Jeffrey L. Jackson, MD, MPH, professor of medicine in the division of general internal medicine, and section chief at the Clement Zablocki VA Medical Center, along with his Japanese colleagues performed a review and analysis to assess the association of Botox with reducing headache frequency in adults.
“Our analyses suggest that botulinum toxin A may be associated with improvement in the frequency of chronic migraine and chronic daily headaches, but not with improvement in the frequency of episodic migraine, chronic tension-type headaches, or episodic tension-type headaches. However, the association of botulinum toxin A with clinical benefit was small,” said Dr. Jackson.
Also, compared with placebo, there were more side effects associated with Botox: drooping upper eyelid, skin tightness, neck stiffness, muscle weakness, and neck pain.

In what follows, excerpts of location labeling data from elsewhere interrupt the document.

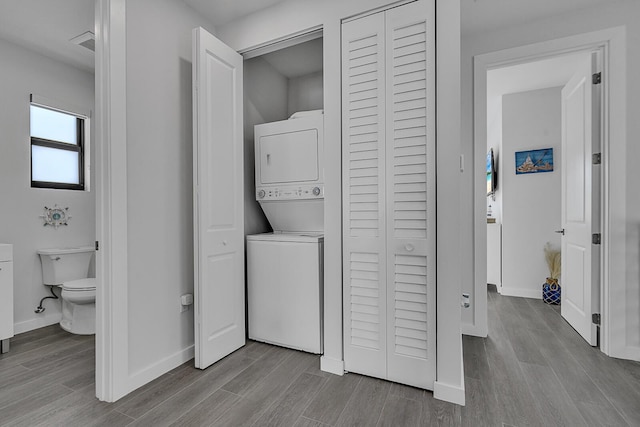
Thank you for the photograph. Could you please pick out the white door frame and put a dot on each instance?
(613, 283)
(112, 370)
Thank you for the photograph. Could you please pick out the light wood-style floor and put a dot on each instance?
(533, 370)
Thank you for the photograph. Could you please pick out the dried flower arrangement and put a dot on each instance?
(552, 256)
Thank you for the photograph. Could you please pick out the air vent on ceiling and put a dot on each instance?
(86, 39)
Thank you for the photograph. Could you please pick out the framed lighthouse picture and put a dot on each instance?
(534, 161)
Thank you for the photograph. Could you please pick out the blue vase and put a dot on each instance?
(551, 291)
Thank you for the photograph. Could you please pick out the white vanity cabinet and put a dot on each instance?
(6, 290)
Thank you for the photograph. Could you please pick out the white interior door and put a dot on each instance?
(218, 199)
(580, 201)
(363, 145)
(389, 194)
(410, 194)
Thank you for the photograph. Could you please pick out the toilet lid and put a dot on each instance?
(80, 284)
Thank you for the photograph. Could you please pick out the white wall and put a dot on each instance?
(293, 17)
(625, 225)
(305, 93)
(494, 140)
(265, 100)
(159, 184)
(530, 202)
(22, 73)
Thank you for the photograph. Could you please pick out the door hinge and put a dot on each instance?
(596, 158)
(595, 318)
(597, 78)
(596, 238)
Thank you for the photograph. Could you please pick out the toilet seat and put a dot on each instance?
(88, 284)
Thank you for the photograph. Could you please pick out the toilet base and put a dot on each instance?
(79, 319)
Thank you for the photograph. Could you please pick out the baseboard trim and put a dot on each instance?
(522, 292)
(628, 353)
(449, 393)
(159, 368)
(333, 366)
(40, 322)
(472, 330)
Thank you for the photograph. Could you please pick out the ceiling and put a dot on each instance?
(220, 12)
(541, 74)
(483, 15)
(46, 26)
(298, 60)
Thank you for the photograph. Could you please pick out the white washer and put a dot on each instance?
(284, 289)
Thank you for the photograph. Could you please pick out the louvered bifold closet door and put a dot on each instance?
(410, 194)
(364, 263)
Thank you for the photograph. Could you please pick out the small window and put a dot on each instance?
(57, 149)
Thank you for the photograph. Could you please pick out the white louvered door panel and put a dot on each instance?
(410, 194)
(364, 266)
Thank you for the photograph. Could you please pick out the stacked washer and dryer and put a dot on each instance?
(285, 268)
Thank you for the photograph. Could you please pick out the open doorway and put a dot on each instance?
(529, 132)
(611, 42)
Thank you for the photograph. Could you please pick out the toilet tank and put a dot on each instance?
(61, 265)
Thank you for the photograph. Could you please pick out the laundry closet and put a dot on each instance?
(388, 192)
(284, 158)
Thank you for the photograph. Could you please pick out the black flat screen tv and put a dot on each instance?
(492, 174)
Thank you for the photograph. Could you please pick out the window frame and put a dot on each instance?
(78, 147)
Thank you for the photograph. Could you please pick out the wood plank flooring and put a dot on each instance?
(532, 370)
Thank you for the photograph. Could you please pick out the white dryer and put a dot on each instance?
(284, 268)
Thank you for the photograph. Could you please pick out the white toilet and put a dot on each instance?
(69, 268)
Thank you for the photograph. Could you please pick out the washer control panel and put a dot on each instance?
(294, 192)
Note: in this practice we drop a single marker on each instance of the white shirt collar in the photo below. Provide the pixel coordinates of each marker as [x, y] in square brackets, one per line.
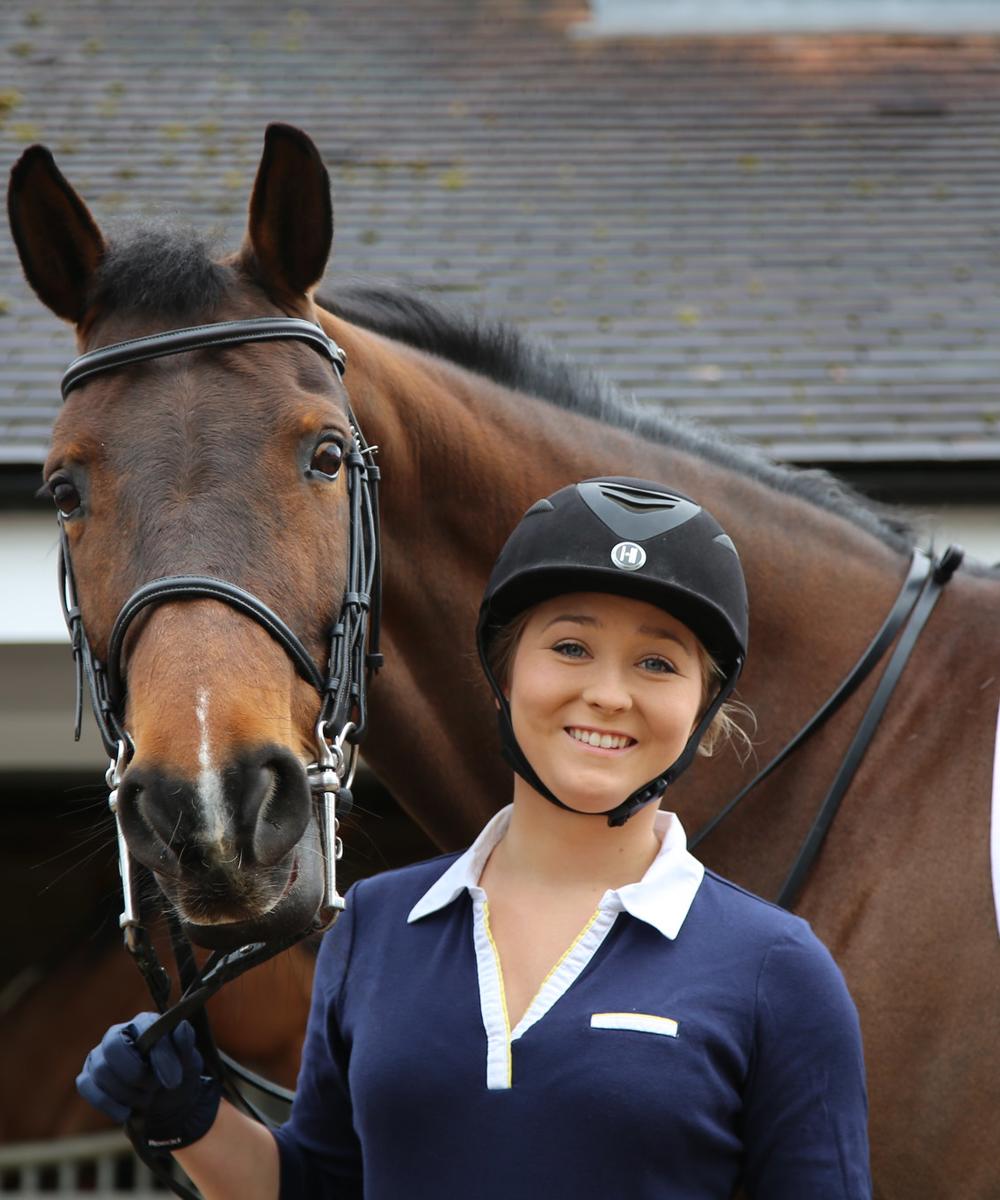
[662, 898]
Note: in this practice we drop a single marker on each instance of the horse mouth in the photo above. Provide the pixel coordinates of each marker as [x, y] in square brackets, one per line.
[251, 911]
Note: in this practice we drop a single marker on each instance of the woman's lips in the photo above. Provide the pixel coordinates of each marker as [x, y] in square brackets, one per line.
[603, 741]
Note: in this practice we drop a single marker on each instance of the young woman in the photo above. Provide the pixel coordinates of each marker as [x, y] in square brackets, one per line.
[573, 1007]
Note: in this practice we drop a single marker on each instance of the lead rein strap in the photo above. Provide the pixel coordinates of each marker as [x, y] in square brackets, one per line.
[920, 569]
[933, 585]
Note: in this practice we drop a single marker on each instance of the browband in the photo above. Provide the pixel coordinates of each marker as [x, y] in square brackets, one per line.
[197, 337]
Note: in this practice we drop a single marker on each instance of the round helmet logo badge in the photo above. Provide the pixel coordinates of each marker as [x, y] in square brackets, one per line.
[628, 556]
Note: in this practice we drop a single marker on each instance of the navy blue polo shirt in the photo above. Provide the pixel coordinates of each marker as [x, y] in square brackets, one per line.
[693, 1038]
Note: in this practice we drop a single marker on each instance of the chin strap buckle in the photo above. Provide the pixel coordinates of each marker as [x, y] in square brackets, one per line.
[329, 779]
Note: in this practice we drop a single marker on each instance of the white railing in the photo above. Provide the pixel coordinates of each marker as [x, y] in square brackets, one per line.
[94, 1167]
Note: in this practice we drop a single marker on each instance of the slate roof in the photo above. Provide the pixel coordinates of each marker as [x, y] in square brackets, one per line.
[797, 238]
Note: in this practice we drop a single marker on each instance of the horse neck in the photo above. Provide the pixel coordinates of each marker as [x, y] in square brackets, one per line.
[462, 459]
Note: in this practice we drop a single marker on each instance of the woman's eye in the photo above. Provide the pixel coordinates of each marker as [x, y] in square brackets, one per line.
[327, 457]
[653, 663]
[67, 498]
[570, 649]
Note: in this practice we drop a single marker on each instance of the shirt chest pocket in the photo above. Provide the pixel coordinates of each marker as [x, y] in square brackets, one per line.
[636, 1023]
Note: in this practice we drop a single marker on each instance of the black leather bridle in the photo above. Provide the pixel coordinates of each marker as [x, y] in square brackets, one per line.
[341, 684]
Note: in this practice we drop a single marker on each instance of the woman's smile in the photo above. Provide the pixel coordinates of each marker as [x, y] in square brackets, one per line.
[598, 739]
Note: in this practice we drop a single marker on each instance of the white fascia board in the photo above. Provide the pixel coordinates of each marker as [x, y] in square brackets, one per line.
[30, 612]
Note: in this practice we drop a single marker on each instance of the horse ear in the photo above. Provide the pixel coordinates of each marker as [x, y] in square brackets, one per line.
[291, 215]
[57, 238]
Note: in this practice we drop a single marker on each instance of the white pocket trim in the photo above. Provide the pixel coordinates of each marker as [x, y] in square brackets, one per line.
[640, 1023]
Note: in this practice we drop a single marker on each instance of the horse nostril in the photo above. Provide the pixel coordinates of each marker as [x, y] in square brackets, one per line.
[275, 805]
[149, 839]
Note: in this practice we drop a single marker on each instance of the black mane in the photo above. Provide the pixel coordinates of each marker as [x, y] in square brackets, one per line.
[161, 271]
[527, 364]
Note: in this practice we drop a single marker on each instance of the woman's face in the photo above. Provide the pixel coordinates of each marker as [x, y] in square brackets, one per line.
[604, 693]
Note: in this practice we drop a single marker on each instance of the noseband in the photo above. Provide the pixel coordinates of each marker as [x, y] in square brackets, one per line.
[353, 654]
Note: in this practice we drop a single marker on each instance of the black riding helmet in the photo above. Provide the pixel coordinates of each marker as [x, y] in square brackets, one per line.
[632, 538]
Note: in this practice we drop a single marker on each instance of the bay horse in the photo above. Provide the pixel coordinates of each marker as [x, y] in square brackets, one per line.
[201, 463]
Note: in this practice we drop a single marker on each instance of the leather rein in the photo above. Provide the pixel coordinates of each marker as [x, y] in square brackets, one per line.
[920, 593]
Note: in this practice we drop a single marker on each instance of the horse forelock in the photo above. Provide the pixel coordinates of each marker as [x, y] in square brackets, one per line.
[157, 270]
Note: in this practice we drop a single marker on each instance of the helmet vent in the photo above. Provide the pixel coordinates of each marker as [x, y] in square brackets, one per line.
[636, 499]
[635, 513]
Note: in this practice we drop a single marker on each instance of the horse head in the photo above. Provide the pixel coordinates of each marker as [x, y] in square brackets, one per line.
[223, 462]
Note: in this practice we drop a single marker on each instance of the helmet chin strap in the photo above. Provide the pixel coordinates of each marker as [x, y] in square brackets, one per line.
[647, 793]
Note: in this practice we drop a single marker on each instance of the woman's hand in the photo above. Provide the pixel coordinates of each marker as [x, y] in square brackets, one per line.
[167, 1089]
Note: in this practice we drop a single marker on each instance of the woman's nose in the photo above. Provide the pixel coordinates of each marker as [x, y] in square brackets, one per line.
[608, 690]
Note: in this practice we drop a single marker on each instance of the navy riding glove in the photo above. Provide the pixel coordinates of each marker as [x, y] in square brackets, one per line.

Migraine and tension-type headaches are common, affecting up to 42 percent of adults sometime in their life. Migraines are less common, with a worldwide prevalence of 8 to 18 percent, but are associated with greater disability. Migraine headaches are responsible for $1 billion in medical costs and $16 billion in lost productivity per year in the United States alone.
Botox injections were first proposed as headache treatment when it was observed that patients with chronic headaches receiving cosmetic botulinum injections experienced headache improvement. However, the medical literature on botulinum effectiveness for headaches has been mixed.
Dr. Jackson’s team found a reduction in the number of headaches per month from 19.5 to 17.2 for chronic migraine and from 17.5 to 15.4 for chronic daily headaches in patients receiving Botox injections.